What follows is a lot of pictures of some of the quilts which I could get close enough to photograph, albeit rarely facing straight on. There were others which never seemed to be without a crowd around them.
I took this one before I realized that it made sense to take pictures with some sort of aid to attribution included, so unfortunately I have no details for it. Apologies.
This quilt, “Love-in-a-Mist” by Liz Jones, was the Quilts UK 2015 Overall Champion. Judging from the number of rosettes pinned around it, it also won several other prizes.
Just so that you can see how small it is, I photographed the winner of the Miniature Quilts section next to its label and rosette.
|Mini Medallion, by Jane Wheble|
Everyone who looked at this was impressed by the sharpness of the points of the rays.

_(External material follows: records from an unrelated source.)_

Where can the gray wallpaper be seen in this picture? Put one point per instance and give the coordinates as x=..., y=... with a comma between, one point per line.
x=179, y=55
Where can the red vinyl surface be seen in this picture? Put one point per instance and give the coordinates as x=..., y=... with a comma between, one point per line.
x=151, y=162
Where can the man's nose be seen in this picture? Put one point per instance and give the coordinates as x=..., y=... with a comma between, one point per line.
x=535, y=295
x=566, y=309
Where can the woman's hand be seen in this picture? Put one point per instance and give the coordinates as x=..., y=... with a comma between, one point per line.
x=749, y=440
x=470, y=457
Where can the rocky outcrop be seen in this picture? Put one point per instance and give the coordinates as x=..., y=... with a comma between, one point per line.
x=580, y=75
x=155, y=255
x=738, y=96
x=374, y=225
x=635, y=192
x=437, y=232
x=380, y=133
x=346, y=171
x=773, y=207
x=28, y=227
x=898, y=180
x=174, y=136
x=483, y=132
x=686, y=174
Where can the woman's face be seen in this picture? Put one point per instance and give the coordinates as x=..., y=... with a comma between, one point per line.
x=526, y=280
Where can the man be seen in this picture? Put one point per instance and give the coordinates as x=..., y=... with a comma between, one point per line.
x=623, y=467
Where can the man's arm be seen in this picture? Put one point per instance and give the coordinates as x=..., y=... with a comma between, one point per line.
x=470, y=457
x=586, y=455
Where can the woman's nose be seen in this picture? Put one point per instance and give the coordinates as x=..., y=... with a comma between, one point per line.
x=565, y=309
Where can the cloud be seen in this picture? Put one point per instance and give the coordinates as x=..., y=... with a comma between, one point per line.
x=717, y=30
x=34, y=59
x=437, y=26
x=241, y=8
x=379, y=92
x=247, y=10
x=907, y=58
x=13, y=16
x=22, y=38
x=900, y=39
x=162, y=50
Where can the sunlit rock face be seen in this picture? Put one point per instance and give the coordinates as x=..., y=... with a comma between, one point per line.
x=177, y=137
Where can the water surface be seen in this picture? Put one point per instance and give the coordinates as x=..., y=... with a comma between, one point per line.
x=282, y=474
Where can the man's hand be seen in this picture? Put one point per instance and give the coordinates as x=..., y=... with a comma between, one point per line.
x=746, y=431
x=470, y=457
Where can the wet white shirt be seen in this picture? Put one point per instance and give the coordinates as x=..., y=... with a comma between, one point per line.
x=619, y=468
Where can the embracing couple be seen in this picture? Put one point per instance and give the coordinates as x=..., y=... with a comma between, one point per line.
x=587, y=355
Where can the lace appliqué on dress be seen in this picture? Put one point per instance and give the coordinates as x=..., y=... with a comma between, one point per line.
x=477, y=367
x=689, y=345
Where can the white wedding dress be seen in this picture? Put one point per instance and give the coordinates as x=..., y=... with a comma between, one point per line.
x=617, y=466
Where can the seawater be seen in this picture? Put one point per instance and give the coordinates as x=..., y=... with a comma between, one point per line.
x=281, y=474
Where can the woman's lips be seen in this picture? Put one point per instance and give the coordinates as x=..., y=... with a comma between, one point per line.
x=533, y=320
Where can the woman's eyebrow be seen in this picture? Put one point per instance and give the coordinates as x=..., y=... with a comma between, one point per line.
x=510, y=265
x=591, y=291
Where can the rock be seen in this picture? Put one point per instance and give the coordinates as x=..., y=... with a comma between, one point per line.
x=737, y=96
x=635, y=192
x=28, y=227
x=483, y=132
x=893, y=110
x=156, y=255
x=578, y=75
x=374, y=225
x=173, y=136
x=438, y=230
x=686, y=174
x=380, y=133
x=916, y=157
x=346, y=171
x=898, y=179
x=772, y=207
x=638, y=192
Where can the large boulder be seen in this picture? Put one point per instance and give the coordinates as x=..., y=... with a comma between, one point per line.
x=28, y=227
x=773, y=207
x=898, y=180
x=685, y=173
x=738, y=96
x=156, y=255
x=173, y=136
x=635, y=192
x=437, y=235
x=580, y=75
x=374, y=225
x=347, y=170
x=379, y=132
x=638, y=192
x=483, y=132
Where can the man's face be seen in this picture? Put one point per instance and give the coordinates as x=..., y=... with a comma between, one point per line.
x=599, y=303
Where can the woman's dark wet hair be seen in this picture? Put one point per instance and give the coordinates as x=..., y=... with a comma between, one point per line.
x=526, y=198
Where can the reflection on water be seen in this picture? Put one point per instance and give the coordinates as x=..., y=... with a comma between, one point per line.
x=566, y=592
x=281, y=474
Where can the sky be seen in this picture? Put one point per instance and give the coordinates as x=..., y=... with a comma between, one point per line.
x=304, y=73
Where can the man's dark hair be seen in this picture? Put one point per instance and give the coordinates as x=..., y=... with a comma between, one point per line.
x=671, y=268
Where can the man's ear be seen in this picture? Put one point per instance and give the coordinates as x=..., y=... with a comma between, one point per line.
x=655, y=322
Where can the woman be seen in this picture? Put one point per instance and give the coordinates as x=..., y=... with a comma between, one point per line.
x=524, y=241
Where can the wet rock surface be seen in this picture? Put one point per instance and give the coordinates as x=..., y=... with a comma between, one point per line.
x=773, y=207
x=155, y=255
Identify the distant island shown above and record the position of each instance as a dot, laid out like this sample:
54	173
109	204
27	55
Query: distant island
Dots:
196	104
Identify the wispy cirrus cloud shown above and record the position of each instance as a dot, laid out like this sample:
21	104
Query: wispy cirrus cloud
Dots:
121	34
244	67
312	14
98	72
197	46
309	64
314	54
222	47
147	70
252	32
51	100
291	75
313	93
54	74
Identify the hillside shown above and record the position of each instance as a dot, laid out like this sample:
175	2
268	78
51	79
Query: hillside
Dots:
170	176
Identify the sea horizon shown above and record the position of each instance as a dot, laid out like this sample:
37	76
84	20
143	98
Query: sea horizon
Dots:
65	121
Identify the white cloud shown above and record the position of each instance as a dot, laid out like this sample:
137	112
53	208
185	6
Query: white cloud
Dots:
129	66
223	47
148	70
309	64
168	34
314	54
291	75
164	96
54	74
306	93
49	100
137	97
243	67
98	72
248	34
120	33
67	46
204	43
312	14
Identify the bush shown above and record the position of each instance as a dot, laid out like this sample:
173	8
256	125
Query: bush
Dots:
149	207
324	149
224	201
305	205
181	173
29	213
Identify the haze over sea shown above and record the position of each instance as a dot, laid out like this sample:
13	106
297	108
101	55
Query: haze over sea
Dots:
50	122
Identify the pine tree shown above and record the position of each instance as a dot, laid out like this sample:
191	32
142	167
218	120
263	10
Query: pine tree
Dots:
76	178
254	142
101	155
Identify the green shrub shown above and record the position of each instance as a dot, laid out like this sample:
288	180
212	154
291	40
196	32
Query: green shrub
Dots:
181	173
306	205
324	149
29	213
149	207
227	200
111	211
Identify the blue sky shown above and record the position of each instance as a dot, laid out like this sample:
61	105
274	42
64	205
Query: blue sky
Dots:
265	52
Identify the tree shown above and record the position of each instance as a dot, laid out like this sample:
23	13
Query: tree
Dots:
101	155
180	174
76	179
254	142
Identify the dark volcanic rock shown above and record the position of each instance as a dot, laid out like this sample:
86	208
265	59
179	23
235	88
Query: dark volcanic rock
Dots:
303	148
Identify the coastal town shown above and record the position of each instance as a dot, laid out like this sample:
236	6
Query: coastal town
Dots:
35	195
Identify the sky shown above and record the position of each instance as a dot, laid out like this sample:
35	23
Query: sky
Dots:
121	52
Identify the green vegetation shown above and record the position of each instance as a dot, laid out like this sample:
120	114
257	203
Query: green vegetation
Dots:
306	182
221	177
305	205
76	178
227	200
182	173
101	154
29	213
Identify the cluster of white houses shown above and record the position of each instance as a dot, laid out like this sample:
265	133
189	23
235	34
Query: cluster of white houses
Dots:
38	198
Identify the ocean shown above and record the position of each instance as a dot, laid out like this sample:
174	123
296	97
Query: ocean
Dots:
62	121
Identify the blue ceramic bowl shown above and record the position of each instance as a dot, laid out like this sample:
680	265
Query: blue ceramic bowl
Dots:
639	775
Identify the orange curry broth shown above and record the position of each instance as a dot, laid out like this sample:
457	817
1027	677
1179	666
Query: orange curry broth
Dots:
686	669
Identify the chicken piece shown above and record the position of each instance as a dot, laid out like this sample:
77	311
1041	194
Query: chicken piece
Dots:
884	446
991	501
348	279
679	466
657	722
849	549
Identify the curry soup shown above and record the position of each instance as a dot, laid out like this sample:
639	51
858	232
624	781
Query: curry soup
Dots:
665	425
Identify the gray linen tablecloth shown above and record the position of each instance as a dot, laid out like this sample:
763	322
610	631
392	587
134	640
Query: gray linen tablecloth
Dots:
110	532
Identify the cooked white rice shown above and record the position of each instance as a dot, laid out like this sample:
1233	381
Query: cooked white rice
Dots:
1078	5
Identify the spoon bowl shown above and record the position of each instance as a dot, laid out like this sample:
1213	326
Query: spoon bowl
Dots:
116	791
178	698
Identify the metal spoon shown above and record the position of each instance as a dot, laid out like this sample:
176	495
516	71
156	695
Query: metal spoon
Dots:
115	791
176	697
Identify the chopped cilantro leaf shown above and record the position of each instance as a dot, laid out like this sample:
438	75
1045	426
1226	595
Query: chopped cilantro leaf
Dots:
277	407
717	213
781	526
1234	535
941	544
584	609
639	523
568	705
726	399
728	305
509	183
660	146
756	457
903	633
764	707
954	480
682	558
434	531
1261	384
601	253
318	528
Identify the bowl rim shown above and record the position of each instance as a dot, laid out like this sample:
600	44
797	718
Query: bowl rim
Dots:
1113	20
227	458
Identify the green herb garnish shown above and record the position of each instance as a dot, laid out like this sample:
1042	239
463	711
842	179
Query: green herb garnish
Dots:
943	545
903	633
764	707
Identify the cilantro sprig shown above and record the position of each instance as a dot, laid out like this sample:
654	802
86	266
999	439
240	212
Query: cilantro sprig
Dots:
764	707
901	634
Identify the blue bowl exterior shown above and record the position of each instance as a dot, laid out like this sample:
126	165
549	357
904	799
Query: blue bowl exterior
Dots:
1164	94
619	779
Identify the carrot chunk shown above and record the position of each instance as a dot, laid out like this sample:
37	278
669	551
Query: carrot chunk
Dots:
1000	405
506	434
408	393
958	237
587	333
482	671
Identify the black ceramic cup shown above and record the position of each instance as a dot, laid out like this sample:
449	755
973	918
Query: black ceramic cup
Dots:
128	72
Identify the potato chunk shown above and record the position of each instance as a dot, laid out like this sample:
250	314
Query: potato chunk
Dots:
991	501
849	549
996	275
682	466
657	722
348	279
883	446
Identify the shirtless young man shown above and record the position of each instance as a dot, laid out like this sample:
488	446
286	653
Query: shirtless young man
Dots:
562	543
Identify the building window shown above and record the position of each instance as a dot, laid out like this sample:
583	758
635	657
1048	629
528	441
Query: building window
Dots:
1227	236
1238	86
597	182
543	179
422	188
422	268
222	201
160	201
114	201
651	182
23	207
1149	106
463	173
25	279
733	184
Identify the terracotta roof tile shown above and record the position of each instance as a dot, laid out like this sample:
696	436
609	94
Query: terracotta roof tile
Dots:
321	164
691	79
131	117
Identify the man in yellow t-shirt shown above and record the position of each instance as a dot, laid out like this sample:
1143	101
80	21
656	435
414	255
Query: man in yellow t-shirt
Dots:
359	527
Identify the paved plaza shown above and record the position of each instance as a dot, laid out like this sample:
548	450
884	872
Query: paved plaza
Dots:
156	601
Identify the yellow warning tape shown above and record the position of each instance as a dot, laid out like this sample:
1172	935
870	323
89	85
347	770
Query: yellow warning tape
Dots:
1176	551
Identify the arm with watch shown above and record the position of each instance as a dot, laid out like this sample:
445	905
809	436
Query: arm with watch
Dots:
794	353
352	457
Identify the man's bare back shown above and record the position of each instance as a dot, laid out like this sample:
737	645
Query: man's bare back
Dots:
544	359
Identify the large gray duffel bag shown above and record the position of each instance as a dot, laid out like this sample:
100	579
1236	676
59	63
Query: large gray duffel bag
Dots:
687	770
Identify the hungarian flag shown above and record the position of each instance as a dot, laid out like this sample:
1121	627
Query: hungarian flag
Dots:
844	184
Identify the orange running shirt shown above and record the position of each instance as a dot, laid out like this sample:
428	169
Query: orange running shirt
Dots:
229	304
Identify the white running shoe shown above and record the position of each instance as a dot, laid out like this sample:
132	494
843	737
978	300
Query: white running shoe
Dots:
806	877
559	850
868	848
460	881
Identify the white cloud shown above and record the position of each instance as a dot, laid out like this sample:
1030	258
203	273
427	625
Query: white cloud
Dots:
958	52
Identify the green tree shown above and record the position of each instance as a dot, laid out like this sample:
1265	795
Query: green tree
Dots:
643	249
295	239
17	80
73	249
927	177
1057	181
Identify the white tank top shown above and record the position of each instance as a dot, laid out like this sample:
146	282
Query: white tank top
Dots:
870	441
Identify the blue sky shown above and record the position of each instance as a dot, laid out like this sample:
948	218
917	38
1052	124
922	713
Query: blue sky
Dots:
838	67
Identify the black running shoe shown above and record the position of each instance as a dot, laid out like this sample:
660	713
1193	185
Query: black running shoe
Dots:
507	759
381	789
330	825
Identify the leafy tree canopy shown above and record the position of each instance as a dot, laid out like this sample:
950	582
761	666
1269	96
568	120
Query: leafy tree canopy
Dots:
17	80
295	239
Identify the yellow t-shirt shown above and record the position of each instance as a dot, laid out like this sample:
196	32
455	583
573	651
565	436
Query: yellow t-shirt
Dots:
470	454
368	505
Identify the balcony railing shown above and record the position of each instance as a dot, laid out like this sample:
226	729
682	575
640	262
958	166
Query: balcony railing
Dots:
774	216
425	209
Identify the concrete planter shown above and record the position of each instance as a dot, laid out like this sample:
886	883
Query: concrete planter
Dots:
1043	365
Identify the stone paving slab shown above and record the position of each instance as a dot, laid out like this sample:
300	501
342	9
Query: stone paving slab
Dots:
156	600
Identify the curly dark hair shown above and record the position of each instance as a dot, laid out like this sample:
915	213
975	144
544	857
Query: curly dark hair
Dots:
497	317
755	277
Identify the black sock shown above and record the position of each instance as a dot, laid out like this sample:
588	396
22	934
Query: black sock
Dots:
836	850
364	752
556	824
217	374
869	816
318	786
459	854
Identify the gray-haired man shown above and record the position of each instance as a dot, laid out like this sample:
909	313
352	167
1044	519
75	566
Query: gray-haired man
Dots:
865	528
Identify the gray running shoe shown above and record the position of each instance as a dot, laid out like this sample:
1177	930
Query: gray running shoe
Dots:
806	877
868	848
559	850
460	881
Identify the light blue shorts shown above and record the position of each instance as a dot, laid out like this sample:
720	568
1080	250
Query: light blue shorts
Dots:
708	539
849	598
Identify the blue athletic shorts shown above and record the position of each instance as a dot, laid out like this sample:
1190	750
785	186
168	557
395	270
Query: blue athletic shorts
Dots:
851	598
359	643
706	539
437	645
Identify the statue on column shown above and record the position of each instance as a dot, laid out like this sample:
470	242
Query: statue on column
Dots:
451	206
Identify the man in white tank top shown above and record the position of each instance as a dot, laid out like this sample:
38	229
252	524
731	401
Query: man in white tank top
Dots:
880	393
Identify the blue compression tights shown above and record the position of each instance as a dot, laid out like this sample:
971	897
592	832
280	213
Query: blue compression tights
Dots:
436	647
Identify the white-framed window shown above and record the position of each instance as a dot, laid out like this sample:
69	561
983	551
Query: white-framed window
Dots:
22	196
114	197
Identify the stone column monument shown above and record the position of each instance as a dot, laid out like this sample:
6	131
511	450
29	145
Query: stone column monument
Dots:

|Mini Medallion, close-up|
There was more sharp piecing on “Whistler: Fire and Ice” by Annelize Littlefair.
|Whistler: Fire and Ice, centre detail|
I loved the fact that the dual colouring, for example in the brown sections, was achieved by very dense quilting.
|Whistler: Fire and Ice|
Colour positioning was never a strong point of mine, so I'm always impressed by people who can do it well.
|Hot Sahara, by Lyn Langford|
There again, sometimes you don't need a lot of colours to make a statement.
|Cappuccino, by Gwenfai Rees Griffiths|
|Cappuccino, centre detail|
|The Wapley Hill Tree in Winter, by Maggie Farmer|
|Beading details on the tree trunk|
Storm at Sea has always been one of my favourite blocks; I love the curved effect achieved from straight lines. It was a particularly appropriate block for a quilt celebrating the 50th anniversary of Porthcawl's Royal National Lifeboat Institution Station.
|Rays of Gold, by Bridgend Quilters|
Also curves from straight lines, I'd never come across twisted log cabin blocks before, but I really liked the effect.
|Round the Twist, by Maggie Annable|
|Round the Twist, centre block|
Obviously there were lots of appliqué quilts as well as pieced ones.
|Cactus Rose, by Ray Lawrence and Maureen Crawford|
|Morris Dance, by Judith Wilson|
This quilt, "Masquerade" by Birgit Schueller, was inspired by the Mardi-Gras-themed fabric in the centre of the stars.
|Detail showing the inspiration fabric|
The masks have coloured fibres trapped under the thread painting to add to the rich effect, some are just visible above the pink quilted feather.
|The masks in the centre|
This is only a fraction of the quilts and hangings on show, and unfortunately none of my photographs of the wholecloth quilts came out well enough to include.
As I was staying in the area for a few days, the next day I went for a walk. Most of the area around the Malverns is either rolling hills . . .
. . . or very flat indeed.
|Looking east, with Great Malvern in the foreground|
But in the middle is this.
|Part of the Malvern Hills, from the Three Counties Showground|
It's a popular area with walkers, and the clearly marked paths mean that even if your map-reading skills have got a bit rusty, like mine, you can't go far wrong.
|Sugarloaf Hill and North Hill|
I walked up to the Worcestershire Beacon, the highest point of the Malvern Hills at 425 m / 1,394 ft. It's a long time since I've been out for that sort of walk, and I felt every foot of the climb!
|The Beacon, looking north|
Fortunately I could take a break on the way up. In the nineteenth century Malvern was a spa town, its pure water famous for "containing nothing at all". One of the many springs on the hills was St Ann's Well. The spring is now housed in this little building, which is also a cafe.
|St Ann's Well|
After all this I fancied a trip to somewhere flatter, so spent a day in Cheltenham, where I found something which looked very familiar. But that's a subject for another post.